The administration’s unwillingness to commit to a date for the polls led to a breakdown of talks between Ramotar and opposition leader David Granger late last year and galvanised a collective opposition push for a no-confidence motion against the government. Ramotar, in response, suspended the Parliament and later called for the new polls.
Similarly, government had committed to operationalising the Procurement Commission in its previous manifesto after years of failure to move forward on its appointment. Its establishment was continuously called for by the AFC, which had identified it as a prerequisite for supporting the passage of anti-money laundering legislation during negotiations over the last two years.
Additionally, PPP/C has identified simplifying the tax system, reviewing the impact of taxes on cost of living and periodically reviewing business taxes as key elements to support its job creation initiatives in the new manifesto.
However, while a continuous review of the taxation system, including the contentious 16% VAT, was promised in 2011, the administration has had little to show since then.
In December, 2011, less than a month after his election, Ramotar had set up a three-man panel to review the taxation system. Opposition leaders, who had campaigned for reductions in the VAT, had criticised the decision to put together the committee without consulting them.
Ramotar was asked about the review last Wednesday at a luncheon with business leaders and he said, “You have to recognise that when VAT was introduced in our country, we eliminated many other taxes…like the consumption tax.
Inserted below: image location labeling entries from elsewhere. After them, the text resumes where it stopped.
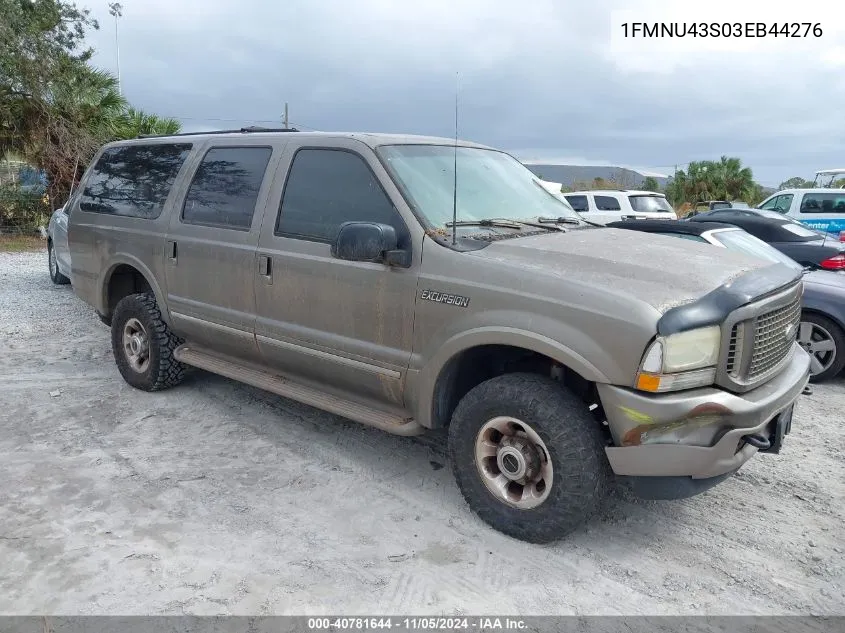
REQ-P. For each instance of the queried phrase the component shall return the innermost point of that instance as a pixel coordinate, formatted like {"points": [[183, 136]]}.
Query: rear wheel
{"points": [[528, 456], [57, 277], [824, 341], [143, 345]]}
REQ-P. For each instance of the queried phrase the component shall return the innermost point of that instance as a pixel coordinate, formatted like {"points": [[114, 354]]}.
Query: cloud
{"points": [[544, 75]]}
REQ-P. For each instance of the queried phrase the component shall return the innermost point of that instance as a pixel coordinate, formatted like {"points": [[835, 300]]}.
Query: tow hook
{"points": [[758, 441]]}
As far as the report you are talking about is concerned, yes, I had set up a committee that I had given this task to do, there was some little problems with the Terms of Reference and so forth. I haven’t had a report on this as yet and I don’t know if they are waiting on us to resolve some of our differences.”
The administration did reduce the rate of personal income tax from 33% to 30% in 2013, but also increased the National Insurance Scheme (NIS) contribution rate by 1% in the same year, prompting criticism that there was little relief for workers.
In the new manifesto, the PPP/C also pledges to continue to support the modernisation of the NIS, which it says will allow for improvements in the delivery of services and viability of its investment.
It had previously promised to conduct a comprehensive review of the NIS to ensure its long-term viability and to improve its accountability and client-friendliness, along with strengthening the supervision of pension funds to ensure the protection of post-employment benefits.
An actuarial review in the following year had found that the NIS was nearing a crisis stage urged immediate steps, including the raising of the contribution rate from 13% to 15%, hiking the wage ceiling to $200,000 per month and a phased raising of the pension age from 60 to 65. Up to late last year, NIS General Manager Doreen Nelson reported that the Scheme faced a projected deficit of $713 million for 2014 and that debt and data management efforts over the preceding two years had not resulted in the expected broader coverage and better compliance.